Load affect dataset from the psychTools
package. These
are data from two studies conducted in the Personality, Motivation and
Cognition Laboratory at Northwestern University to study affect
dimensionality and the relationship to various personality
dimensions.
Study | Film | ext | neur | imp | soc | lie | traitanx | state1 | EA1 | TA1 | PA1 | NA1 | EA2 | TA2 | PA2 | NA2 | state2 | MEQ | BDI |
---|---|---|---|---|---|---|---|---|---|---|---|---|---|---|---|---|---|---|---|
maps | 3 | 18 | 9 | 7 | 10 | 3 | 24 | 22 | 24 | 14 | 26 | 2 | 6 | 5 | 7 | 4 | NA | NA | 0.0476190 |
maps | 3 | 16 | 12 | 5 | 8 | 1 | 41 | 40 | 9 | 13 | 10 | 4 | 4 | 14 | 5 | 5 | NA | NA | 0.3333333 |
maps | 3 | 6 | 5 | 3 | 1 | 2 | 37 | 44 | 1 | 14 | 4 | 2 | 2 | 15 | 3 | 1 | NA | NA | 0.1904762 |
maps | 3 | 12 | 15 | 4 | 6 | 3 | 54 | 40 | 5 | 15 | 1 | 0 | 4 | 15 | 0 | 2 | NA | NA | 0.3846154 |
maps | 3 | 14 | 2 | 5 | 6 | 3 | 39 | 67 | 12 | 20 | 7 | 13 | 14 | 15 | 16 | 13 | NA | NA | 0.3809524 |
maps | 1 | 6 | 15 | 2 | 4 | 5 | 51 | 38 | 9 | 14 | 5 | 1 | 7 | 12 | 2 | 2 | NA | NA | 0.2380952 |
The following code implements a simple SEM with only a single
manifest variables and two parameters, the mean of state anxiety after
having watched a movie (state2
), μ, and the variance of state
anxiety, σ2.
library(OpenMx)
manifests<-c("state2")
latents<-c()
model <- mxModel("Univariate Normal Model",
type="RAM",
manifestVars = manifests,
latentVars = latents,
mxPath(from="one",to=manifests, free=c(TRUE),
value=c(50.0) , arrows=1, label=c("mu") ),
mxPath(from=manifests,to=manifests, free=c(TRUE),
value=c(100.0) , arrows=2, label=c("sigma2") ),
mxData(affect, type = "raw")
);
result <- mxRun(model)
#> Running Univariate Normal Model with 2 parameters
These are the estimates of the model when run on the entire sample:
summary(result)
#> Summary of Univariate Normal Model
#>
#> free parameters:
#> name matrix row col Estimate Std.Error A
#> 1 sigma2 S state2 state2 115.05414 12.4793862
#> 2 mu M 1 state2 42.45118 0.8226717
#>
#> Model Statistics:
#> | Parameters | Degrees of Freedom | Fit (-2lnL units)
#> Model: 2 168 1289.158
#> Saturated: 2 168 NA
#> Independence: 2 168 NA
#> Number of observations/statistics: 330/170
#>
#> Information Criteria:
#> | df Penalty | Parameters Penalty | Sample-Size Adjusted
#> AIC: 953.1576 1293.158 1293.194
#> BIC: 314.9100 1300.756 1294.412
#> CFI: NA
#> TLI: 1 (also known as NNFI)
#> RMSEA: 0 [95% CI (NA, NA)]
#> Prob(RMSEA <= 0.05): NA
#> To get additional fit indices, see help(mxRefModels)

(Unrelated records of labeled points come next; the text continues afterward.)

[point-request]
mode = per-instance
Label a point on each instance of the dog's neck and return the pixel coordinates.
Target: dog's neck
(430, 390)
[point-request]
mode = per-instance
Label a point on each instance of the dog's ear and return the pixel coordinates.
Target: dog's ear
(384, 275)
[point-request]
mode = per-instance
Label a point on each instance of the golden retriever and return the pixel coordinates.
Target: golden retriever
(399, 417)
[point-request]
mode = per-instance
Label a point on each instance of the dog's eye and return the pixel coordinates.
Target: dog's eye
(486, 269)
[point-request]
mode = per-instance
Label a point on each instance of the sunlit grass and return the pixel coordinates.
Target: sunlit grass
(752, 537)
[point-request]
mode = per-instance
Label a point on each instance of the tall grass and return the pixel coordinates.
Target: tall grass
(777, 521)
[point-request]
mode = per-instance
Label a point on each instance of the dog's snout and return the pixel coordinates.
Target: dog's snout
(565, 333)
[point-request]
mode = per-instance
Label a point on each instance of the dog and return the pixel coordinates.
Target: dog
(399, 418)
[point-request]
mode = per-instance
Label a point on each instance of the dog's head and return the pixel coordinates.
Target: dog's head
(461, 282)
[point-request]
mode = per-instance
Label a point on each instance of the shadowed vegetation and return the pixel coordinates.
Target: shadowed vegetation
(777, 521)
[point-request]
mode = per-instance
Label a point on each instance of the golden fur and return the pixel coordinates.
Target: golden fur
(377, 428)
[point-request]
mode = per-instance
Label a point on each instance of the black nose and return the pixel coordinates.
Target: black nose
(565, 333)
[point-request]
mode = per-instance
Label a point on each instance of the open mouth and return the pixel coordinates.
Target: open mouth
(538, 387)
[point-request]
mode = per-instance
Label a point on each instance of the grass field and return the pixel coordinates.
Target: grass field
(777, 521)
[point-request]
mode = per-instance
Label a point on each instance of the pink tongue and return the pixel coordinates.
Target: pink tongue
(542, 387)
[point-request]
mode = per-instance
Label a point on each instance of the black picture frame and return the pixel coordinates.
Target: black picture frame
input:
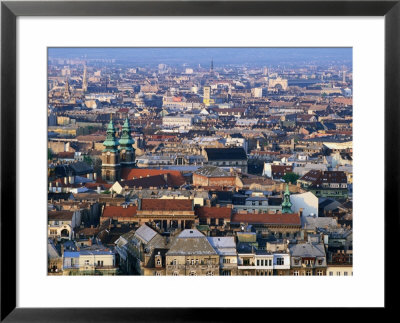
(10, 10)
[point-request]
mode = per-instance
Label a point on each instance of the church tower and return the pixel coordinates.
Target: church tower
(286, 205)
(111, 167)
(67, 90)
(127, 152)
(84, 80)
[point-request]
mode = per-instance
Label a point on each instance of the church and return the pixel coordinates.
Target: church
(118, 154)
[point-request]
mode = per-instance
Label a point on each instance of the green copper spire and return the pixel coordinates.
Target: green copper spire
(126, 140)
(286, 205)
(111, 143)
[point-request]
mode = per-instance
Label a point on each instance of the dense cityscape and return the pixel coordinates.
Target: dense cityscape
(200, 161)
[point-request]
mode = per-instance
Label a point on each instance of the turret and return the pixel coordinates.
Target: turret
(110, 168)
(286, 204)
(127, 152)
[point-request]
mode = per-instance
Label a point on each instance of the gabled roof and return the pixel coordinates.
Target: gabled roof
(214, 212)
(145, 233)
(60, 215)
(166, 204)
(307, 250)
(175, 178)
(215, 154)
(262, 218)
(191, 242)
(119, 211)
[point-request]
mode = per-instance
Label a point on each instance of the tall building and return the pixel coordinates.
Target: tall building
(111, 167)
(207, 96)
(286, 205)
(84, 80)
(127, 152)
(67, 91)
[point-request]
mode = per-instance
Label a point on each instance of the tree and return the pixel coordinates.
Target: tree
(291, 178)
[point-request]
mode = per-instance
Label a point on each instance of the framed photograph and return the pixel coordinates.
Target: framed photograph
(147, 142)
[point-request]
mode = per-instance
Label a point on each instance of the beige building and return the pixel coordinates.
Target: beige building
(191, 254)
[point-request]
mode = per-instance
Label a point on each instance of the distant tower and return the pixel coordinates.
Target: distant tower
(67, 91)
(110, 168)
(84, 81)
(286, 204)
(127, 152)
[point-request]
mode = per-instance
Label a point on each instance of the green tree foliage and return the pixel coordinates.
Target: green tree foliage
(291, 178)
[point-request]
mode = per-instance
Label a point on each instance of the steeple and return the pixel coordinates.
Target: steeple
(127, 152)
(286, 204)
(84, 80)
(111, 142)
(126, 140)
(111, 167)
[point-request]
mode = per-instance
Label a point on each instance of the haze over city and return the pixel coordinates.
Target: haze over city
(200, 161)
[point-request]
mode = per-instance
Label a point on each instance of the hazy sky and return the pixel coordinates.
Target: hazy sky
(203, 55)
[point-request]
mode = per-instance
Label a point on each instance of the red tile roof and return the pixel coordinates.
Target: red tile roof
(262, 218)
(60, 215)
(214, 212)
(166, 205)
(119, 211)
(176, 177)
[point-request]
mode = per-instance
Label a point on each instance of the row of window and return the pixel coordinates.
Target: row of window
(261, 262)
(339, 274)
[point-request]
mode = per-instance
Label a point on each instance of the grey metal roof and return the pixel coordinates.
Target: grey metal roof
(145, 233)
(222, 242)
(191, 242)
(307, 250)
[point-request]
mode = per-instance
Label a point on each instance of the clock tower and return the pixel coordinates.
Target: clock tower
(111, 167)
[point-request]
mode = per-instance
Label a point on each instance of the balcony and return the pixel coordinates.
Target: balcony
(246, 266)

#> timestamp: 2024-10-31 05:37:46
#> Wall clock time: 0.01643586 secs
#> optimizer: SLSQP
#> OpenMx version number: 2.21.13
#> Need help? See help(mxSummary)
Create a forest control object that stores all tuning parameters of the forest. Note that we use only 5 trees for illustration. Please increase the number in real applications to several hundreds. To speed up computation time, consider score-based test for variable selection in the trees.
control <- semforest_control(num.trees = 5)
print(control)
#> SEM-Forest control:
#> -----------------
#> Number of Trees: 5
#> Sampling: subsample
#> Comparisons per Node: 2
#>
#> SEM-Tree control:
#> ▔▔▔▔▔▔▔▔▔▔
#> ● Splitting Method: fair
#> ● Alpha Level: 1
#> ● Bonferroni Correction:FALSE
#> ● Minimum Number of Cases: NULL
#> ● Maximum Tree Depth: NA
#> ● Number of CV Folds: 5
#> ● Exclude Heywood Cases: FALSE
#> ● Test Invariance Alpha Level: NA
#> ● Use all Cases: FALSE
#> ● Verbosity: FALSE
#> ● Progress Bar: TRUE
#> ● Seed: NA
Now, run the forest using the control
object:
Next, we compute permutation-based variable importance. This may take some time.
vim <- varimp(forest)
print(vim, sort.values=TRUE)
#> Variable Importance
#> Study Film NA2 PA2 TA2 state1
#> 7.746036 11.281160 27.829022 28.542936 67.803211 99.084569
plot(vim)
From this, we can learn that variables such as NA2
representing negative affect (after the movie), TA2
representing tense arousal (after the movie), and state1
representing the state anxiety before having watched the movie, are the
best predictors of difference in the distribution of state anxiety (in
either mean, variance or both) after having watched the movie.